Hope poured himself brandy in a mug and asked if Mhlontlo would have some.

‘Yes, I’ll have some of that,’ said the king.

The song of the
amabutho
was gathering momentum as more men arrived. Hope was getting excited. He told Mhlontlo the plan was surely working out well.

‘Magwayi will not withstand your forces,’ he said.

‘amaMpondomise alone? What about amaMfengu and Lehana’s people and all the others who promised to join the war?’ asked Mhlontlo. ‘amaMfengu are Government people. You cannot drag us into this war and leave them out of it.’

‘That’s not what I meant. We trust the Fingoes. They have a long history of loyalty to the Cape Colony and they’ll be in this war. So will all the allies who attended the meeting. What I meant was that your forces are so strong under your command that even on their own they can beat Magwayi.
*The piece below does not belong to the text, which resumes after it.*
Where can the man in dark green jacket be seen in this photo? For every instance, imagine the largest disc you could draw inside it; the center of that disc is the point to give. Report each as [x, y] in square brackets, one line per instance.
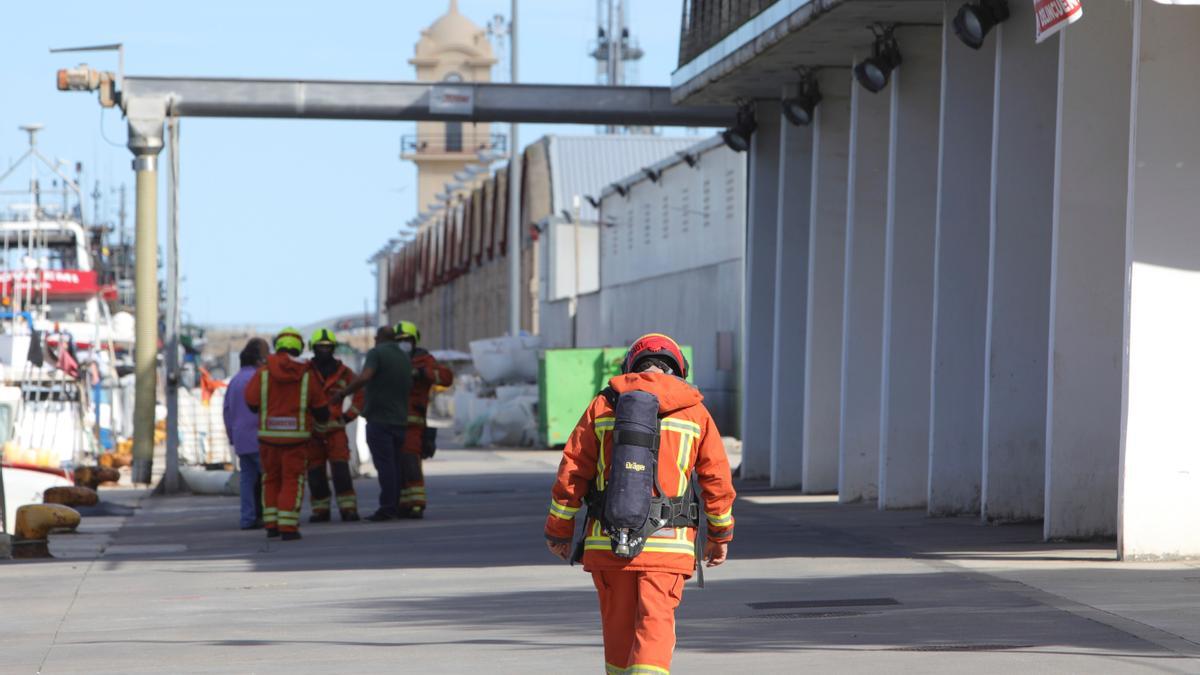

Not that they are going to be on their own, old chap.’

It was becoming clear to Malangana that the night he spent with Mthwakazi by the river had wrought changes in the lives of his people that could not be reversed. Decisions were made under those wagons which in his view were to the detriment of his people. And all because of a woman he had not been part of those decisions. He felt a deep anger towards Mthwakazi for capturing his spirit so mercilessly that he became derelict in his duty to his king and to his people. His brother the king had already shown himself quite weak by uttering such statements to the white magistrate as ‘where you die, I will die’. And here he was listening to revelations about the king having spent the night with this white man, in the same tent, and now they were sharing breakfast and brandy. He should have known better than to leave him to his own devices without his wise counsel to guide him.

Although the king was not alone. He was with Gxumisa and other councillors. How could Gxumisa agree that the king should lead
amabutho
to war while he was in mourning? How could the other elders? How could Sititi and Ndukumfa and Cesane and Gatyeni and Hamza? Of course they were old and conservative and tended to follow the king’s word, however foolish, instead of guiding him on to the correct path. These elders of the House of Matiwane had been searching for him through the night instead of counselling their king to do the right thing and stop being clay in the hands of the white man. Where were the like-minded and hot-blooded young men like Nzuze and Mahlangeni when this decision was taken to go to war under Mhlontlo’s command?